Of course, adding a ready-to-use Nano to your project is fine, too. Maybe a Pro-Micro would be even more sensible.
Frankly, if I were to do this, I'd throw in a microcontroller that runs on 3.3V so everything is at that level. No need for any conversion. Simple.
You can run the ATMega328P or PB on 3.3V as long as you don't go above 12MHz.
Please share a link for this board.
I have 3 nano can i use it efficiently using some logic level shifters.
Suggest some logic level shifters too along with the development board.
Yes. Or any other kind that has 6 ports. Or 6 small signal MOSFETs and 12 resistors. There are several ways to solve this; pick whatever you feel the most comfortable with.
You solved one of the problem.
Could you tell me why does display struggle to work with nano along with central alarm system. Is it due to the code or there is something related to power supply.
#include <SPI.h>
#include <Wire.h>
#include <LoRa.h>
#include <U8g2lib.h>
#define SS 10
#define RST 9
#define DIO0 2
#define BUZZER_PIN 7
#define OLED_I2C_ADDR 0x3C
#define LORA_FREQ 915E6
U8G2_SSD1306_128X64_NONAME_F_HW_I2C u8g2(U8G2_R0, U8X8_PIN_NONE);
void setup() {
pinMode(BUZZER_PIN, OUTPUT);
Serial.begin(9600);
LoRa.setPins(SS, RST, DIO0);
if (!LoRa.begin(LORA_FREQ)) {
Serial.println(F("LoRa init failed"));
while (1);
}
LoRa.setTxPower(10); // Lower transmission power
u8g2.begin();
u8g2.clearBuffer();
u8g2.setFont(u8g2_font_ncenB08_tr);
u8g2.setCursor(0, 10);
u8g2.print(F("Waiting for messages..."));
u8g2.sendBuffer();
}
void loop() {
int packetSize = LoRa.parsePacket();
if (packetSize) {
String message = "";
while (LoRa.available()) {
message += (char)LoRa.read();
}
Serial.print(F("Received: "));
Serial.println(message);
// Display message on OLED
u8g2.clearBuffer();
u8g2.setCursor(0, 10);
u8g2.print(F("Received Message:"));
u8g2.setCursor(0, 30);
u8g2.print(message);
u8g2.sendBuffer();
// Check if the message is a "panic" message
if (message.equalsIgnoreCase("panic")) {
Serial.println(F("Panic message received! Sending ACK..."));
// Send back ACK
LoRa.beginPacket();
LoRa.print(F("ACK: Panic received"));
LoRa.endPacket();
// Activate buzzer (optional)
digitalWrite(BUZZER_PIN, HIGH);
delay(500); // Buzzer on for 500 ms
digitalWrite(BUZZER_PIN, LOW);
}
}
}
When i run rfm95 or the display seperately using the code, it works. But issue arises when i try to combine the code. Even serial monitor doesn't initialize.
There are codes which runs perfectly if iupload from a particular laptop but it doesn't work when uploading with a phone or my another laptop.

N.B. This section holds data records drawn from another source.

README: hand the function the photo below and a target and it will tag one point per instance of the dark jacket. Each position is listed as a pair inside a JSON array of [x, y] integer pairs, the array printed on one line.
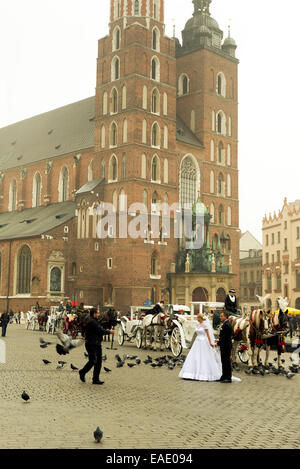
[[225, 338], [230, 306], [94, 332]]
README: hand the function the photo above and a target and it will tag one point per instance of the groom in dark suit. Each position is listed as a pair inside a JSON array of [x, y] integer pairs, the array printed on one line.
[[225, 344]]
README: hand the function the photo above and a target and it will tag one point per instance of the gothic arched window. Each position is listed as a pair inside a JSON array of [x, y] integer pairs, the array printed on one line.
[[136, 8], [24, 271], [114, 101], [188, 182], [155, 101], [63, 189]]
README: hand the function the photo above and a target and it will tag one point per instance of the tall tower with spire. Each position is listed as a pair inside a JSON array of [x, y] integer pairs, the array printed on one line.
[[207, 101]]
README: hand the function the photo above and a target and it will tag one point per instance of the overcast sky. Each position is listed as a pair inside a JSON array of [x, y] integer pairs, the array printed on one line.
[[48, 52]]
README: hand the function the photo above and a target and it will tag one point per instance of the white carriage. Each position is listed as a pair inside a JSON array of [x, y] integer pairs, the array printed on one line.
[[130, 328]]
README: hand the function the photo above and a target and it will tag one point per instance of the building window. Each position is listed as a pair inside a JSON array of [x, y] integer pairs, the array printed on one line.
[[267, 258], [90, 171], [113, 169], [278, 256], [113, 135], [155, 135], [155, 39], [55, 281], [24, 271], [221, 215], [278, 283], [269, 284], [124, 166], [221, 84], [155, 171], [115, 69], [154, 264], [155, 72], [63, 185], [155, 101], [297, 279], [114, 101], [183, 85]]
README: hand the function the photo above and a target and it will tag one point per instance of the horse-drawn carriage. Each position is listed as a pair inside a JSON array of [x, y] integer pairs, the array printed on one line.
[[130, 327]]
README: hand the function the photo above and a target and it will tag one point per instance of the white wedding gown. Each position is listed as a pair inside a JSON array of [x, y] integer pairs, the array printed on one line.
[[203, 362]]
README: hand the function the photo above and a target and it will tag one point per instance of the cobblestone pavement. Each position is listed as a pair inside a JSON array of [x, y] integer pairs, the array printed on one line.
[[140, 407]]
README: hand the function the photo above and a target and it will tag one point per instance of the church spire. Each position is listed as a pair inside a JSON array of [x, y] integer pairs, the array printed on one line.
[[202, 6]]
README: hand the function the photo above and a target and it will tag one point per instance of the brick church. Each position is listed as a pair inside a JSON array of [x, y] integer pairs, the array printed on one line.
[[161, 128]]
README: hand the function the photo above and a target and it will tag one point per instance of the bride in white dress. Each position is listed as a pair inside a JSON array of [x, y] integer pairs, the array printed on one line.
[[203, 362]]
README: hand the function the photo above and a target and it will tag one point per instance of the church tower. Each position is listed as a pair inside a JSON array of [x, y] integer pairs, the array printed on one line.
[[207, 101], [135, 142]]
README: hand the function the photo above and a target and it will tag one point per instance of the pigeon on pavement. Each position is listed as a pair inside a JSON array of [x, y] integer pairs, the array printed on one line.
[[98, 434]]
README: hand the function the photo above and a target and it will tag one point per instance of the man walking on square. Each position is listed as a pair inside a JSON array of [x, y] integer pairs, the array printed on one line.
[[93, 337], [225, 344]]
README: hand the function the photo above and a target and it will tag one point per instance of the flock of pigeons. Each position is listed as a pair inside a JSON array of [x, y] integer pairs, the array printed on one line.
[[271, 369]]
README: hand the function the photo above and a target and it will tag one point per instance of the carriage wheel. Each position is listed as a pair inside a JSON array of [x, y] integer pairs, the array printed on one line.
[[120, 335], [243, 356], [175, 342], [138, 338]]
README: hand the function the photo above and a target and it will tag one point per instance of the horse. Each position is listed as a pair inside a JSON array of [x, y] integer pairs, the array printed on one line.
[[259, 327], [278, 327], [241, 328], [154, 324], [42, 317]]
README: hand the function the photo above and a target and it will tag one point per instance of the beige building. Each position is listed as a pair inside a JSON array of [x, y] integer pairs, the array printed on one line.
[[250, 272], [281, 254]]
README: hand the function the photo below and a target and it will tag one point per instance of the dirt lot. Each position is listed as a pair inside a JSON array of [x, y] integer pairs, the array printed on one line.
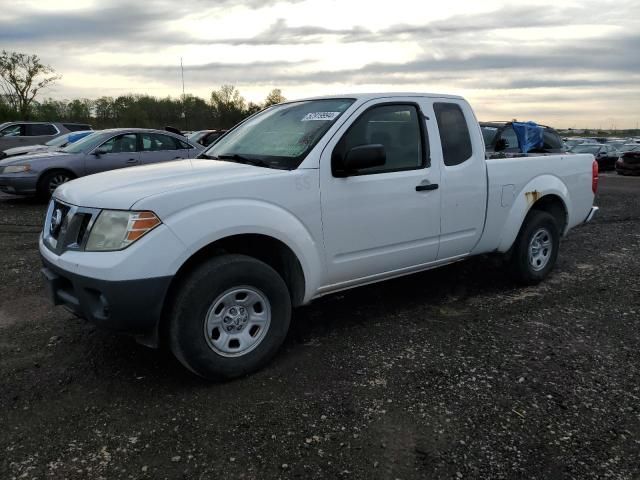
[[454, 373]]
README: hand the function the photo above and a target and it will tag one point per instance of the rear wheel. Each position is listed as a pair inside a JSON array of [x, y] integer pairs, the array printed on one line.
[[229, 317], [52, 180], [536, 248]]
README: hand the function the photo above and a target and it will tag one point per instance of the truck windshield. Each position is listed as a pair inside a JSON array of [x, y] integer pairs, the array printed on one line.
[[489, 133], [85, 144], [281, 136], [586, 149]]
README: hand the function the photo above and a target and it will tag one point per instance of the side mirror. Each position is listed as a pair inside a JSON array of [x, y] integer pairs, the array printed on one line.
[[365, 156]]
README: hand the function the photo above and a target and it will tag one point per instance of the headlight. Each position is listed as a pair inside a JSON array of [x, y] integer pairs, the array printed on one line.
[[15, 169], [117, 229]]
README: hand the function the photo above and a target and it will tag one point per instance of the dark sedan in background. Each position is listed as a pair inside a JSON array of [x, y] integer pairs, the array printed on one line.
[[206, 137], [42, 173]]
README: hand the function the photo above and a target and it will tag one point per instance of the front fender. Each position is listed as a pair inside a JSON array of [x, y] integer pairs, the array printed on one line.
[[525, 199], [204, 224]]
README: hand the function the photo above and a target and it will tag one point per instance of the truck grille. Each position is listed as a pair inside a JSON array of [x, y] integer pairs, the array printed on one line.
[[66, 226]]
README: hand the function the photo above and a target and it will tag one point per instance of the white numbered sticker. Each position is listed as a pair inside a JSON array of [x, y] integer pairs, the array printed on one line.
[[320, 116]]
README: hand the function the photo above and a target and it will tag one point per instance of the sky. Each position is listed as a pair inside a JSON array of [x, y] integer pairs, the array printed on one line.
[[565, 64]]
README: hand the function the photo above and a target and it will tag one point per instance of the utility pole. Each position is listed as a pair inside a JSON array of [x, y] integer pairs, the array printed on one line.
[[184, 98]]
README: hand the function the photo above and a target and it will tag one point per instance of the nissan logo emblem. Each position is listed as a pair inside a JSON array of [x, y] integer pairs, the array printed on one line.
[[56, 220]]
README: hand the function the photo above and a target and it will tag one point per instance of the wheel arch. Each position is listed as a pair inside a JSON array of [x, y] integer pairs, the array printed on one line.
[[51, 170], [546, 193]]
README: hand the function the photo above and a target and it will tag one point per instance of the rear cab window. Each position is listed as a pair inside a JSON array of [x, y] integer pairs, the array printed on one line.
[[41, 129], [454, 133]]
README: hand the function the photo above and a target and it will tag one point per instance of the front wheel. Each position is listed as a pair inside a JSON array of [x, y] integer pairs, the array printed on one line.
[[50, 181], [229, 317], [536, 248]]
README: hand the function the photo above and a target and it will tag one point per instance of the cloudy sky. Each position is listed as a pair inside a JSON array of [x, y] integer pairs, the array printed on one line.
[[567, 64]]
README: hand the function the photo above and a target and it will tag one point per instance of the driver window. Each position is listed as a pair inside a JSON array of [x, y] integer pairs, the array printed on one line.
[[396, 127], [12, 131], [120, 144]]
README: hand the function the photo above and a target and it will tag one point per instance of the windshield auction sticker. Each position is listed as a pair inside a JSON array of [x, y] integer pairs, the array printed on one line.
[[320, 116]]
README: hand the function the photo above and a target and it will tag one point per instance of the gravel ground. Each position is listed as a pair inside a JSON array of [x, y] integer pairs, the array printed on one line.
[[454, 373]]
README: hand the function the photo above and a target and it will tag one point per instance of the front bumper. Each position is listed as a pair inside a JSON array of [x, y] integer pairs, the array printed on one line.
[[18, 185], [592, 212], [128, 306]]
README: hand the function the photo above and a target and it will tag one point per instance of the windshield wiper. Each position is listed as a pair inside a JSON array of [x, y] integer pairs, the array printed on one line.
[[234, 157]]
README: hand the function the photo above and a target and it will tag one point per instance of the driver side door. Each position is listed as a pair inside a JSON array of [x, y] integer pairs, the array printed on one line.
[[381, 221]]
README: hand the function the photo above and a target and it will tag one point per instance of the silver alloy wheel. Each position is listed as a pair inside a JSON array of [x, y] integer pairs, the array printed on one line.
[[540, 248], [237, 321], [58, 180]]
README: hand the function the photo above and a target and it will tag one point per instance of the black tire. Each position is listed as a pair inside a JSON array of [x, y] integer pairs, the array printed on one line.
[[50, 181], [531, 271], [195, 300]]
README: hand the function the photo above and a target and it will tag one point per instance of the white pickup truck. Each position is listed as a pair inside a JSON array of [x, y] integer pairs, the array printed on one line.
[[303, 199]]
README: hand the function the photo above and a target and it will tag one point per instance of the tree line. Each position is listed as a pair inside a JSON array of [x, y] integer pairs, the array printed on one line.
[[23, 76], [225, 108]]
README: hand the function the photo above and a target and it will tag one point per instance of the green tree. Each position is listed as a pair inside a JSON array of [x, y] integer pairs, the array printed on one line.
[[275, 96], [22, 76], [228, 106]]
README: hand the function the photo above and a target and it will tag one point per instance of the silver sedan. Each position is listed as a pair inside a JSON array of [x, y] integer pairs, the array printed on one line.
[[42, 173]]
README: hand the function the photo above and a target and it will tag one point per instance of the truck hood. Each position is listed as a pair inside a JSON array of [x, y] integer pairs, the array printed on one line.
[[121, 189], [27, 149]]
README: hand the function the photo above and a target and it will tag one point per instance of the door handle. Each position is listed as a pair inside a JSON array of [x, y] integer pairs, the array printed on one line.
[[426, 186]]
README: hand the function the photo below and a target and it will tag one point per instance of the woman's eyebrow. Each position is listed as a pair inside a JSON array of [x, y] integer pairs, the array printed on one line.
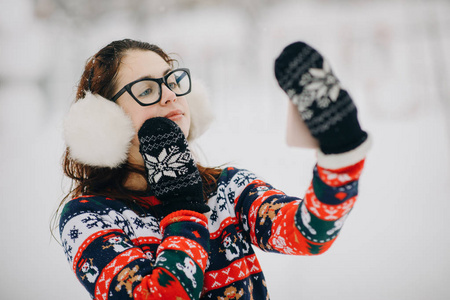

The same damn code shows this differen behaviour.
Ok, that's a bit of a hint at least. You're not exceeding the memory limitations of your Arduino?
I'd start by removing (commenting) all code in the loop() of your sketch and instead insert a routine that just prints something to the Serial console every second or so. See if that works. If so, you know the problem is somehow caused by whatever happens in loop(). If not, things break down earlier. Comment out the u8g2 code and see how that goes. So basically eliminate parts of the code one by one until you've got something that works. Then enable lines one by one until it breaks. At some point you know exactly where it goes wrong and you can focus on trying to solve that.